It mainly operates BBV hovercrafts, which have been used to rescue people, animals and vehicles from the mudflats of the Bristol Channel, but also has a small inshore rescue boat. The construction of its boathouse on the seafront in 1994 was the subject of a television programme and took just three days.
Burnham-on-Sea is on the shore of the Bristol Channel and has a long sandy beach, but nearby mudflats and sandbanks have claimed several lives over the years. At low tide, large parts of the area become mudflats up to 4 kilometres (2.5 mi) wide due to the tidal range of 15 metres (49 ft), second only to Bay of Fundy in Eastern Canada.

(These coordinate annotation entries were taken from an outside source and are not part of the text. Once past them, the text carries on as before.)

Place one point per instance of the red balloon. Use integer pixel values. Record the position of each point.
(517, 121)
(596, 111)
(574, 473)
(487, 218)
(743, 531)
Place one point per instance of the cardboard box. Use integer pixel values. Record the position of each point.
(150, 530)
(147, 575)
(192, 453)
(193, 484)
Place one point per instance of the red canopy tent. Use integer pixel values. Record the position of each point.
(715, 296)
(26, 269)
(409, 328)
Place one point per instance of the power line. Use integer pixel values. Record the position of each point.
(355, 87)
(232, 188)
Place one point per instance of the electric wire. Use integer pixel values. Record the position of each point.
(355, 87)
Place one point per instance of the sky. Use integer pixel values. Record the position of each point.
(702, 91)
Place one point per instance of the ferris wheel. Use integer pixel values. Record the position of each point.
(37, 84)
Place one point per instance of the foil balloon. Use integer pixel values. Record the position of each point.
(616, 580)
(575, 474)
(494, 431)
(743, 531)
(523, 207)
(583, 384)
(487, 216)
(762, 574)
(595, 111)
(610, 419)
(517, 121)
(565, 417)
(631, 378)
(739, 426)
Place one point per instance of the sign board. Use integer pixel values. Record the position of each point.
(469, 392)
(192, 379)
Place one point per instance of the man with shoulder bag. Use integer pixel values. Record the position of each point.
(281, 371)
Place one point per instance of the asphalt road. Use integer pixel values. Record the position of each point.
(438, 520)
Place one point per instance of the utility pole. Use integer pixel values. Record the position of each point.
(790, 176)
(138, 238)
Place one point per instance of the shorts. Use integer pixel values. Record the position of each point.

A lifeboat had been provided in the town from 1836, but this was withdrawn in 1930 leaving coverage for the area to the Weston-super-Mare lifeboat.

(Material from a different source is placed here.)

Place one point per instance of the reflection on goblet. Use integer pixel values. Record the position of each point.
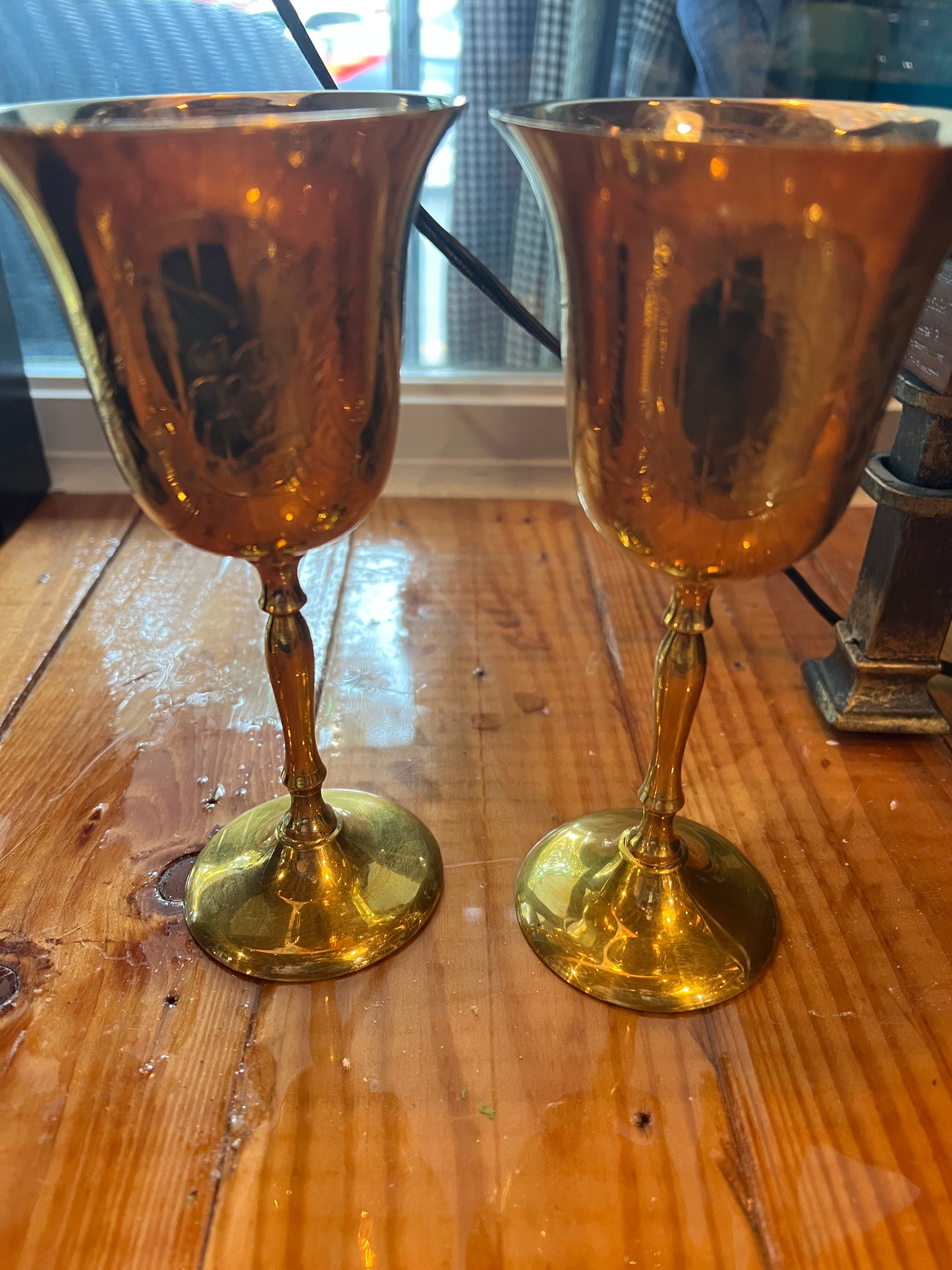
(741, 282)
(233, 271)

A charity appeal was established in 1992 by members of the local sailing community, to equip the town with its own inshore rescue boat. In June 1994, the boathouse was built in the space of three days by Anneka Rice and a team of builders for the BBC TV series Challenge Anneka.
The site and technical support was provided by Sedgemoor District Council.
In June 2002, a five-year-old holidaymaker, Lelaina Hall, was drowned on the mudflats at Berrow, north of the town.
A new appeal was launched in association with the Association of Search and Rescue Hovercraft (since renamed Hovercraft Search and Rescue UK) and with the backing of the Western Daily Press. This raised £115,000 to buy a rescue hovercraft, which could operate on mud and in shallow water that was unapproachable for the inshore rescue boat. It arrived on 22 March 2003, and during its first year of operation up to 50 people were rescued.